The risk factors for strokes include high blood pressure, elevated cholesterol, heart disease, cigarette smoking, obesity and lack of physical activity.

African-Americans, as a group, are at greater risk for stroke than the general population. Homer and other Chicago area and northern Indiana physicians are conducting a study to investigate preliminary findings that show the anti-clotting drug ticlopidine is more effective than aspirin in preventing stroke among African-Americans.

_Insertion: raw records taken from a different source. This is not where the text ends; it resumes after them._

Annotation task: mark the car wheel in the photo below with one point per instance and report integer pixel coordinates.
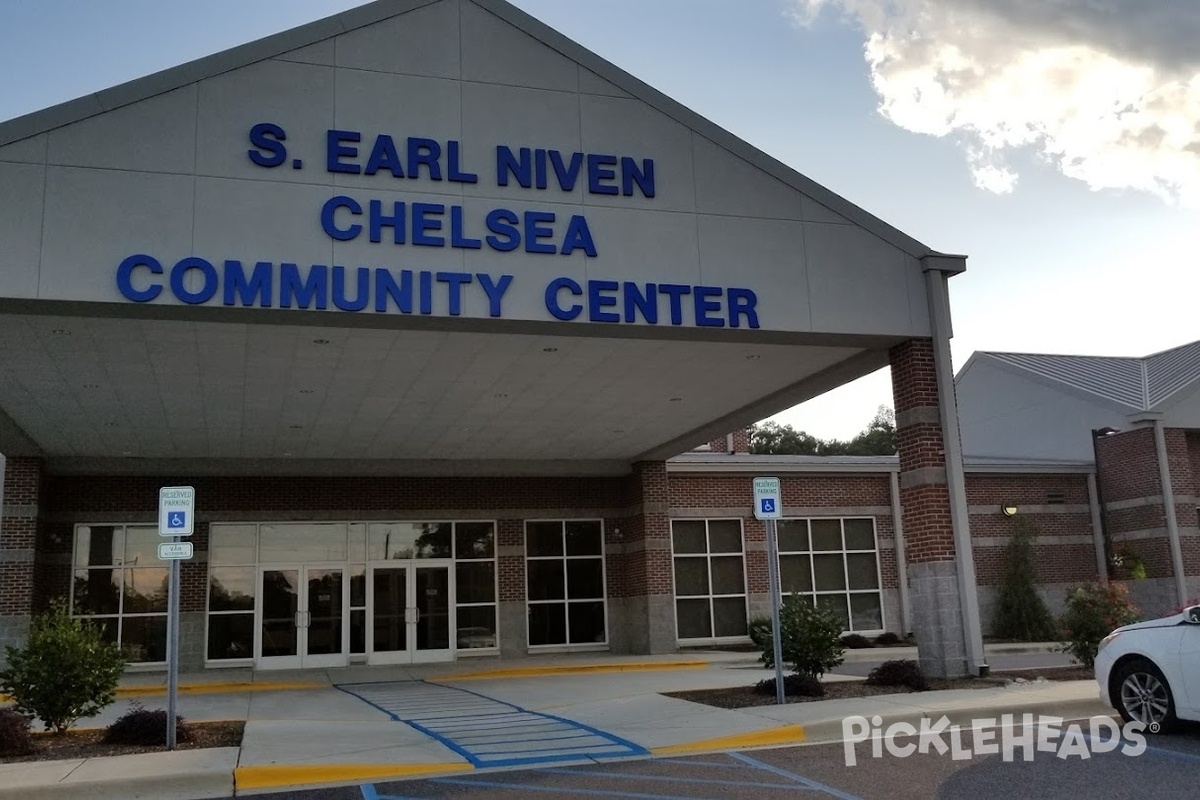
(1143, 695)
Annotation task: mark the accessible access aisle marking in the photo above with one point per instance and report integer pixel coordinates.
(486, 732)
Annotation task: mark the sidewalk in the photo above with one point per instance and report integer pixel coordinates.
(364, 723)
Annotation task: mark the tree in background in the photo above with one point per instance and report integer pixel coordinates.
(1020, 612)
(877, 439)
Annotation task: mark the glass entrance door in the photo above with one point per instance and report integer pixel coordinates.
(303, 617)
(409, 607)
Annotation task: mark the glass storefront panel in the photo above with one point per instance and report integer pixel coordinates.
(688, 536)
(547, 624)
(145, 590)
(544, 539)
(585, 578)
(583, 537)
(477, 627)
(545, 579)
(99, 545)
(231, 636)
(233, 543)
(303, 541)
(144, 638)
(475, 582)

The aim of neurologists at 22 area medical centers is to discover the best method of preventing a major stroke, saving people in the future from confronting the years of physical and psychological rehabilitation faced by such patients as Doyle. She has had to learn how to talk and walk again.

“What I would tell people is, if you smoke–stop,” said Doyle, who still has occasional seizures and short-term memory loss. “I was drinking coffee and smoking two packs a day to get energized for the campaign. That’s probably what pushed me over the edge.”